At Veriff, we know that fraud doesn’t stand still—so neither can we. As identity threats grow more sophisticated—from biometric deepfakes and AI-generated impersonations to evolving social engineering tactics—Veriff is at the forefront, proactively safeguarding the digital world. We don’t wait for tomorrow’s risks to arrive—we anticipate them.

Our commitment begins with cutting-edge technology. Veriff continuously evolves its trust infrastructure, supported by AI models, real-time risk analysis, and advanced threat detection systems. But technology alone isn’t enough. True digital safety requires a broader vision.

That’s why we go further—collaborating with regulators, contributing to global trust frameworks, and partnering with industry leaders to shape a secure and trustworthy digital landscape. Because for us, building trust online isn’t optional—it’s essential.
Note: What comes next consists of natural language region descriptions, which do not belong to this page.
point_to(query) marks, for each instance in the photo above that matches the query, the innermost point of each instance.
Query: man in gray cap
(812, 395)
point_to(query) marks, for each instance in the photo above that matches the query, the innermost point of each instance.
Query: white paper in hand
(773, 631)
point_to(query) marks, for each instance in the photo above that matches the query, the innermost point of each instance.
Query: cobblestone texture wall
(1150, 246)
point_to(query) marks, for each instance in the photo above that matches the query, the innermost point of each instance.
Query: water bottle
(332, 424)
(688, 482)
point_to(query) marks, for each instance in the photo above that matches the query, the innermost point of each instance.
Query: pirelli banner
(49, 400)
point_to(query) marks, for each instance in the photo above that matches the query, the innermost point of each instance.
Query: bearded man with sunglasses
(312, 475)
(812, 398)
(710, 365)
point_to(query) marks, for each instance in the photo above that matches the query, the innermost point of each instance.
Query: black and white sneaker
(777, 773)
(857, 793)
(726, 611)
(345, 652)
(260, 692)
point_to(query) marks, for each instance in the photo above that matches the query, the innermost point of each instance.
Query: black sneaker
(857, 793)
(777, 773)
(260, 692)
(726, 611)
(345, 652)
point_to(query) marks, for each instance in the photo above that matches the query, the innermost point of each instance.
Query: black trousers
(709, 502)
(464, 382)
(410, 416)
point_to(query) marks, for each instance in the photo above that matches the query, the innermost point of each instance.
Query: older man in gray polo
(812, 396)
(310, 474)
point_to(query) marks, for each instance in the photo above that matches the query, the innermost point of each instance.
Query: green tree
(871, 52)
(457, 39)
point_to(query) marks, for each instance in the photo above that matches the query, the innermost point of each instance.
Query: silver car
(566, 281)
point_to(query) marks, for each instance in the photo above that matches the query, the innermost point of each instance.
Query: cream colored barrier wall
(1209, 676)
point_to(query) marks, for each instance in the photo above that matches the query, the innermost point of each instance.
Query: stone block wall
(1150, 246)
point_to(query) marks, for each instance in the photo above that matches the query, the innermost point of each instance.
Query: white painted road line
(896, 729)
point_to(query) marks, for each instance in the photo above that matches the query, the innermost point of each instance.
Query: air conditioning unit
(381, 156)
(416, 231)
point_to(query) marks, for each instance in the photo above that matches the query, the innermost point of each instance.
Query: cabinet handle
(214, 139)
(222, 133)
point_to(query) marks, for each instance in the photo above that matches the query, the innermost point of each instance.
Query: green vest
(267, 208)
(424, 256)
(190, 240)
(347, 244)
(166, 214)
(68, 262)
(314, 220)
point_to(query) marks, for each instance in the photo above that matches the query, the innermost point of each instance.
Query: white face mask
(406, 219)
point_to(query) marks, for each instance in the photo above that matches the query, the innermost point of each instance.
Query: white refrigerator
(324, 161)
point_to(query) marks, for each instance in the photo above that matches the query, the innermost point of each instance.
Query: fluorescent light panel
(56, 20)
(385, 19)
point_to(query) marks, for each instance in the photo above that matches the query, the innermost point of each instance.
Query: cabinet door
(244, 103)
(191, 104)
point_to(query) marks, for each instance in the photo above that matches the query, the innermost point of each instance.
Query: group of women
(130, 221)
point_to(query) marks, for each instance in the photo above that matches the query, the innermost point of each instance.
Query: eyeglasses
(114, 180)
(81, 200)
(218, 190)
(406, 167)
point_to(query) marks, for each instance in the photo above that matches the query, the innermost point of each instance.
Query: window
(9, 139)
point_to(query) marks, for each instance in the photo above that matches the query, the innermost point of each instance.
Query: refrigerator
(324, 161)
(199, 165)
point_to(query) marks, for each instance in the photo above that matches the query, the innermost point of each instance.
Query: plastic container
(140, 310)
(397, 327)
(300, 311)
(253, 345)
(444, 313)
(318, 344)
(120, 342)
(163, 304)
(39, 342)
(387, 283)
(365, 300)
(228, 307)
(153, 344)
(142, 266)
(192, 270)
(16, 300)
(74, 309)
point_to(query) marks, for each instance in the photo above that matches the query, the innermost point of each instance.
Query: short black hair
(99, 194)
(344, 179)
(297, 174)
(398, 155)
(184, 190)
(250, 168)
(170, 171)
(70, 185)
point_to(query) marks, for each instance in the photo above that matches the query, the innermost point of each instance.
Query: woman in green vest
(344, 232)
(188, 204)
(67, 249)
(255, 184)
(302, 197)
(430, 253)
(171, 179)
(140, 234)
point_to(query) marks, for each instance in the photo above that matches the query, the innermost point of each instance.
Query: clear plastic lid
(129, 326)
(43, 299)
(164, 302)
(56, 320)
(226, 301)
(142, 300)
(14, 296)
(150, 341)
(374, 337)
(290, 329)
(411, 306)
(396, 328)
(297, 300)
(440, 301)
Trust is also about privacy and compliance. Veriff aligns its data protection practices with leading global standards, including the European Union’s General Data Protection Regulation (GDPR), while staying agile amid emerging frameworks such as the EU’s AI Act.

Looking ahead, Veriff’s vision is clear: a world where individuals move freely and securely through digital spaces—supported by identity verification that is seamless, privacy-first, and globally scalable.

We’re not just responding to the threats of today. We’re shaping the internet of tomorrow—one where trust fuels progress and people come first.